Our congregation here at Temple Sinai tonight includes people who have joined us in the last year. We have set aside the Oneg this evening to meet our new members. If you are a new member of Temple Sinai, I hope you will meet some of our long-standing members. If you are a long-standing member, I hope you’ll have a chance tonight to meet some of our new members. I also hope that you’ll have conversations tonight – whether you are new or old to our congregation – about what draws you to this community. I hope you’ll hear other people talk about why they are members of this congregation.
I think you will hear stories about people who connected with the warm and sincere friendliness of this place. I think you’ll hear that – for many of our members – it is the most important reason why they came here, and why they stay here.
Hospitality is not something that is dictated from above. It cannot be created with a memo. It is about people and the way that people treat other people. It is about what we hold in our hearts.
Over the last year since I became a new member of Temple Sinai, I have found that the warm heart and caring practices of this congregation are the things I love most about it. You can’t teach that.
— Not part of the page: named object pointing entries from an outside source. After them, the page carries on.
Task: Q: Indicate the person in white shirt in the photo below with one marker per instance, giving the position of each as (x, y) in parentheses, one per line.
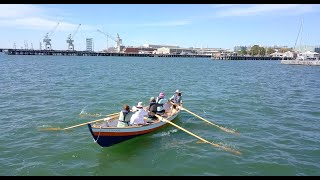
(138, 117)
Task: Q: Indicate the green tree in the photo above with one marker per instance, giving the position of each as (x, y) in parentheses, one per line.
(254, 50)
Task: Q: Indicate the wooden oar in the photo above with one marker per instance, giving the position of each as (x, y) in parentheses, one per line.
(95, 115)
(78, 125)
(222, 128)
(213, 144)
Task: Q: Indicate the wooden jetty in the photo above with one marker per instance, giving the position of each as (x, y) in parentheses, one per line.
(249, 58)
(89, 53)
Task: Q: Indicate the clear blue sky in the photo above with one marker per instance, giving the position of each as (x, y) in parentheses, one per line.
(193, 25)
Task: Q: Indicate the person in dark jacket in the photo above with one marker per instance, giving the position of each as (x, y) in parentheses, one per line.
(152, 109)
It is an intrinsic part of what makes this congregation a genuine community.
When you walk into the doors of Temple Sinai, remember that the hospitality we show to everyone – newcomers and old-timers – is the result of the heart that each of us brings into this place. We don’t need an Abraham to stand at the door and usher people in to create a place of community. Much more than leaders, we need good townsfolk. We need to be a place where the stranger is treated as a treasure, and where no one can be a newcomer for very long. That is what I love about Temple Sinai, and it is what I hope will always be.